DENVER (AP) - Colorado will let its statewide stay-at-home order expire next week, allow a gradual reopening of non-essential businesses and permit non-elective surgical procedures and other activity suspended by the coronavirus fight as long as strict social distancing and other protective measures continue, Gov. Jared Polis said Monday.
Polis credited widespread compliance with social distancing and shelter-in-place orders for state information that suggests COVID-19 hospitalizations are leveling off, allowing the most severe restrictions imposed last month to expire on April 27. He urged residents who can work at home to keep doing so, to stay at home as much as possible, avoid large gatherings and wear masks and other protective gear.
Details on specific measures will be released this week, Polis said. State and local authorities are empowered to reimpose restrictions in response to health crises, he said.
Reduced tourism will continue to impact the state this summer, especially the Rocky Mountain region. and federal aid will be needed to help communities there, Polis said. It was in Colorado’s ski resort communities that the state’s first pandemic hot spots emerged.
Polis’ announcement came after Denver Mayor Michael Hancock said officials were considering phasing out city restrictions. It also followed a large Sunday protest at the state Capitol to demand a reopening of the economy.
Colorado’s reopening will be gradual, Polis emphasized, with the goal of keeping the number of coronavirus hospitalizations below the 2,000 intensive care beds in Colorado hospitals.
Critical retailers still to be determined will be able to open with social distancing, and all retailers will be allowed to provide curbside services, Polis said. Personal care shops such as barbers and nail salons will reopen.

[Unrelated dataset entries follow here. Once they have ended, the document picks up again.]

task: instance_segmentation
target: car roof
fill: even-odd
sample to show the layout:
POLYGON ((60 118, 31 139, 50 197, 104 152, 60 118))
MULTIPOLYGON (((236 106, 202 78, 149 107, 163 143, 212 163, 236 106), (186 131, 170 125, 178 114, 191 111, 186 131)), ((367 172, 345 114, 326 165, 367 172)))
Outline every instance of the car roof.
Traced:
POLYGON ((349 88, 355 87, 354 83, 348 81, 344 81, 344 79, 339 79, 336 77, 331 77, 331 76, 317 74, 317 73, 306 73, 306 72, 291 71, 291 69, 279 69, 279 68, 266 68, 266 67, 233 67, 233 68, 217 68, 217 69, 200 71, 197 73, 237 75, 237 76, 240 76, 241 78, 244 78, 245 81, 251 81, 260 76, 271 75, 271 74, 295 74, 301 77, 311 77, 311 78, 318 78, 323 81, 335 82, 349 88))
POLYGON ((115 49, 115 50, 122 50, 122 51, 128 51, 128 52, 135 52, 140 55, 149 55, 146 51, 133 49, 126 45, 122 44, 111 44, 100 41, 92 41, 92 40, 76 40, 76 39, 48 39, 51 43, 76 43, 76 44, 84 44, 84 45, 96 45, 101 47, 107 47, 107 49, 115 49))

On May 4, non-essential businesses will be allowed to resume on-site operations at 50% capacity. Large employers will be required to perform temperature checks and will be encouraged to stagger shifts to maintain social distancing, Polis said.
All schools, from K-12 to universities, will remain closed. Child care services will reopen. Restaurants and bars - currently restricted to pickup and delivery - won’t open immediately but eventually could with distancing measures, Polis said.
He urged older adults who are especially vulnerable to the coronavirus to stay home. “Your May will look like your April if you are 75 or 80, and this is important because this is Russian roulette if you are that age,” he said.
Earlier Monday, Hancock said Denver may extend its stay at home order, due to expire on April 30. A ban on large gatherings would remain.
“This will be a different summer for those of us here in Denver, Colorado,” he said.
The city would need to test an estimated 1,500 to 2,000 people a week in order to relax restrictions, far more than the hundreds of tests conducted in the city last week, said Bob McDonald, executive director of the city’s Department of Public Health and Environment.
At least 449 people have died of the coronavirus in Colorado. There have been 10,106 confirmed cases - including about 1,750 in Denver - but the state health department estimates that between 65,000 and 75,000 people have been infected with the virus statewide based on its internal modeling.
For most people, the coronavirus causes mild or moderate symptoms, such as fever and cough that clear up in two to three weeks. For some, especially older adults and people with existing health problems, it can cause more severe illness, including pneumonia and death. The vast majority of people recover.